Serial interval times for measles during a long journey on a sailing vessel

Description

Measles broke out during a sailing ship passage from England to Australia involving six persons on the ship. Serial interval times, i.e. the time of clinical onset between successive cases in a chain of transmission, were recorded. The interval times for the first three cases was not observed completely as they brought measles on board.

Usage

measles_sailer

Format

A data frame with 6 rows and 4 variables:

generation

Disease generation on sailer

symptomOnset

Days of first symptoms since the start of the journey

serialInterval

Days between successive cases in chain of transmission, from symptom to symptom

status

Status indicator for serial interval time: 0 right-censored vs 1 for observed

Details

In 1829, the British sailing vessel HMS America carried 176 prisoners from England to New South Wales, Australia. Alexander Stewart, the ship surgeon, recorded cases of measles during the passage in his medical journal. The journey started on 4 March 1829. A guard, who embarked from Chatham (England), was the first measles case when the ship berthed at Woolwich (England) on 28 March 1829. The measles began affecting children of the guards on 31 March 1829 and spreading to some of the soldiers, later.
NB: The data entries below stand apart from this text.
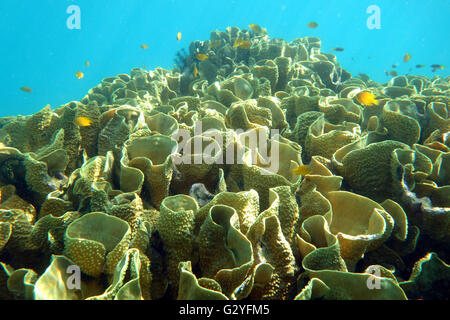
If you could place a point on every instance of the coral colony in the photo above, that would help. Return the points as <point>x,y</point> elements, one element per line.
<point>254,169</point>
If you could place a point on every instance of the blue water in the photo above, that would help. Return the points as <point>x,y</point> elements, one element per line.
<point>39,51</point>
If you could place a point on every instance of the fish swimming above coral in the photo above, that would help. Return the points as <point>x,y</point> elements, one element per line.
<point>366,98</point>
<point>255,168</point>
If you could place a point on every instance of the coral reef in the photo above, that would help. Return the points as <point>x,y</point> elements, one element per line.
<point>186,185</point>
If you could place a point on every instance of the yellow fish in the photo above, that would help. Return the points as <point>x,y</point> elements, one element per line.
<point>109,114</point>
<point>302,170</point>
<point>437,146</point>
<point>215,43</point>
<point>195,72</point>
<point>82,121</point>
<point>366,98</point>
<point>255,28</point>
<point>406,57</point>
<point>201,56</point>
<point>26,89</point>
<point>241,43</point>
<point>79,75</point>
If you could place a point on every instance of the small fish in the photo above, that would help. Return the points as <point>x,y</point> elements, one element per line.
<point>215,43</point>
<point>436,67</point>
<point>255,28</point>
<point>406,57</point>
<point>393,73</point>
<point>366,98</point>
<point>201,56</point>
<point>199,192</point>
<point>302,170</point>
<point>195,72</point>
<point>241,43</point>
<point>79,75</point>
<point>109,114</point>
<point>438,146</point>
<point>364,77</point>
<point>312,25</point>
<point>82,121</point>
<point>26,89</point>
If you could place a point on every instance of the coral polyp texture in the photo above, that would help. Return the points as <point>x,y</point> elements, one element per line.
<point>254,173</point>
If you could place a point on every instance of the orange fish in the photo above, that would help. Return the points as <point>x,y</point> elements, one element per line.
<point>109,114</point>
<point>302,170</point>
<point>241,43</point>
<point>366,98</point>
<point>26,89</point>
<point>195,72</point>
<point>82,121</point>
<point>201,56</point>
<point>438,146</point>
<point>215,43</point>
<point>406,57</point>
<point>255,28</point>
<point>79,75</point>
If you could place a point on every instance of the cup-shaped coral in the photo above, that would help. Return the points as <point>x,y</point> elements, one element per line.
<point>175,226</point>
<point>94,237</point>
<point>359,224</point>
<point>224,252</point>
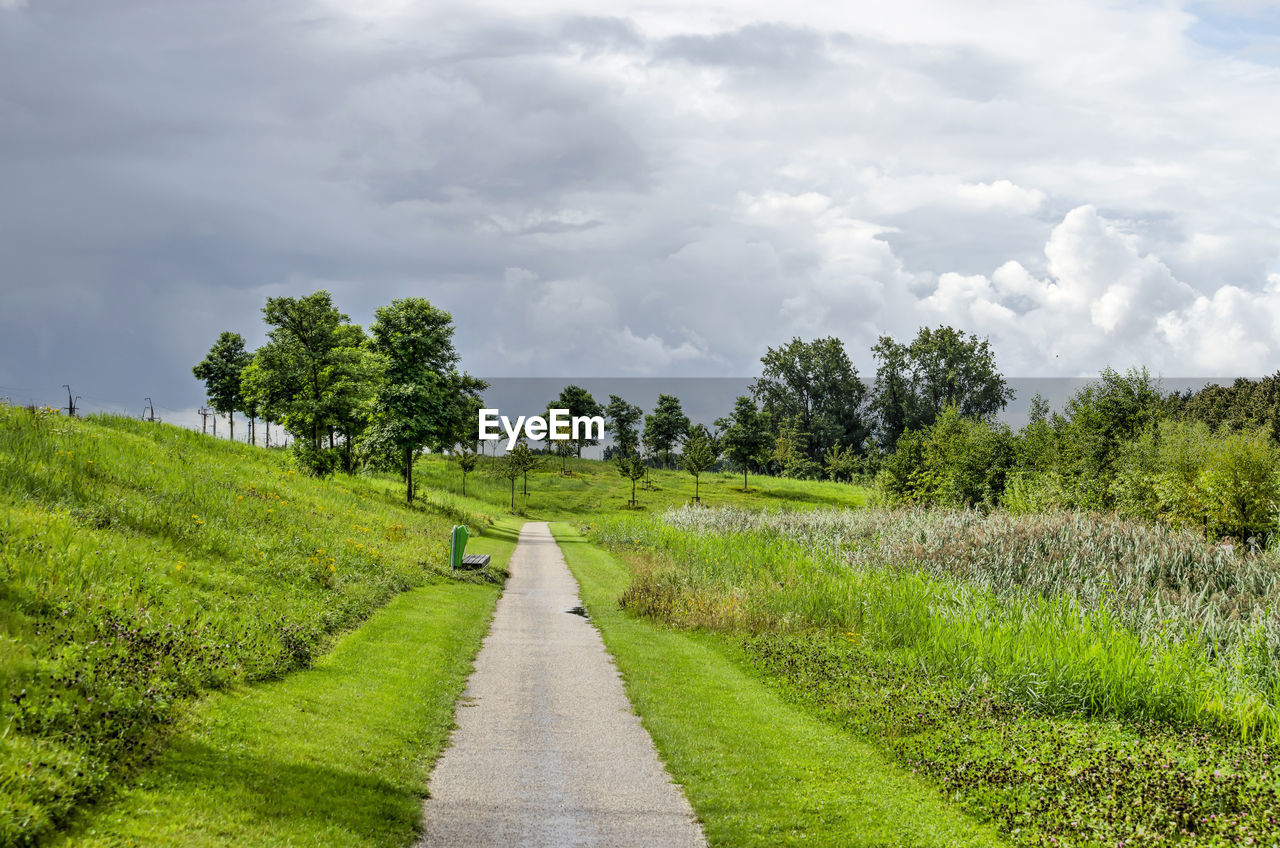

In the medical journal, it is not clearly said if clinical onset is defined as fever or rash. The first generation of measles on the sailer comprises three cases for which we assume the minimum serial interval time for measles which is generally estimated to be six days (for both, fever-to-fever and for rash-to-rash).

Source

Records of the Admiralty, Naval Forces, Royal Marines, Coastguard, and related bodies, ADM 101/2/3, ⁠https://discovery.nationalarchives.gov.uk/details/r/C4106406⁠

References

Paterson BJ, Kirk MD, Cameron AS, et al. Historical data and modern methods reveal insights in measles epidemiology, BMJ Open 2013;3:e002033. doi:10.1136/bmjopen-2012-002033

Fine PE. The interval between successive cases of an infectious disease. Am J Epidemiol. 2003;158(11):1039-1047. doi:10.1093/aje/kwg251


Minimize an objective function with alternative optimizer

Description

The primary optimization routine is BFGS from stats::optim. If this fails for some reason we try an alternative which is implemented here. It can use the derivative-free minimizaiton through bobyqa or the PORT-routine nlminb.

Usage

minObjFunAlt(
  objFun,
  start,
  lower = -Inf,
  upper = +Inf,
  verbose = 0,
  method = c("bobyqa", "nlminb")
)

Arguments

objFun

function to minimize

start

vector of start values for parameters

lower

numeric. lower bound for parameters (boxed constraint)

upper

numeric. upper bound for parameters (boxed constraint)

verbose

numeric. Verbosity level

method

Specifies which optimizer to use

Details

This is only a thin wrapper to the chosen alternative optimizer.

Value

optimization object with some common entries like parOpt, valOpt convergence, methodOpt and counts. Or NULL in case of failure.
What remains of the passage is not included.